Een overbruggingsuitkering voor ex-beroepsvoetballers, die is opgenomen in de CAO betaald voetbal, kan gelden als een lijfrente en daarover hoeft door een in het buitenland wonende ex-prof geen Nederlandse loonbelasting te worden betaald. Dat oordeelt het gerechtshof.

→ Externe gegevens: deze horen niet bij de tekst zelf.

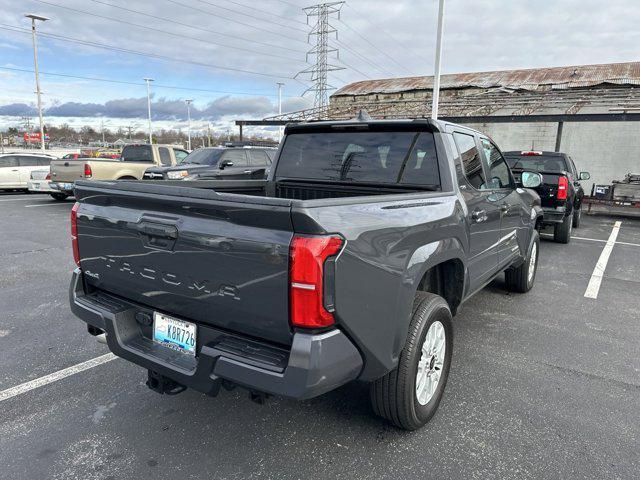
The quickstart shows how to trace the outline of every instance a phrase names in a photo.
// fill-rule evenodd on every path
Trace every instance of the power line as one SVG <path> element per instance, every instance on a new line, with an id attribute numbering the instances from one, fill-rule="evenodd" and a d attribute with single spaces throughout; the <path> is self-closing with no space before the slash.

De zaak was tegen de Belastingdienst aangespannen door het CFK, een beleggingsinstelling die een overbruggingsregeling uitvoert voor beroepsvoetballers (en -wielrenners), waarmee ze een financiële basis kunnen leggen voor de periode na hun sportcarrière. Ze kunnen belastingvrij een deel van hun inkomen inleggen in een persoonlijk fonds. Het CFK beheert voor 2.200 deelnemers een totaal belegd vermogen van € 600 miljoen. De overbruggingsregeling is vastgelegd in het reglement van de KNVB en in de CAO betaald voetbal.
Afspraak
Voor het CFK is het soms lastig vast te stellen of loonbelasting, premie volksverzekeringen en bijdrage Zorgverzekeringswet verschuldigd zijn over de aan de deelnemer aan de overbruggingsregeling uitbetaalde overbruggingsuitkering. Dat doet zich met name voor als de deelnemer in het buitenland gaat wonen, van het ene naar het andere buitenland verhuist of van het buitenland naar Nederland verhuist. In 2015 is met de fiscus afgesproken dat het instelling normaal gesproken alleen hoeft te bepalen of er sprake is van inhoudingsplicht voor loonbelasting. Specifiek voor (onder meer) Australië is bepaald dat er geen inhoudingsplicht is. Maar in 2017 verandert dat naar aanleiding van een uitspraak van de Hoge Raad over een in de VS genoten ontslagvergoeding. De fiscus besluit toch loonbelasting te heffen. Er wordt besloten tot een proefprocedure.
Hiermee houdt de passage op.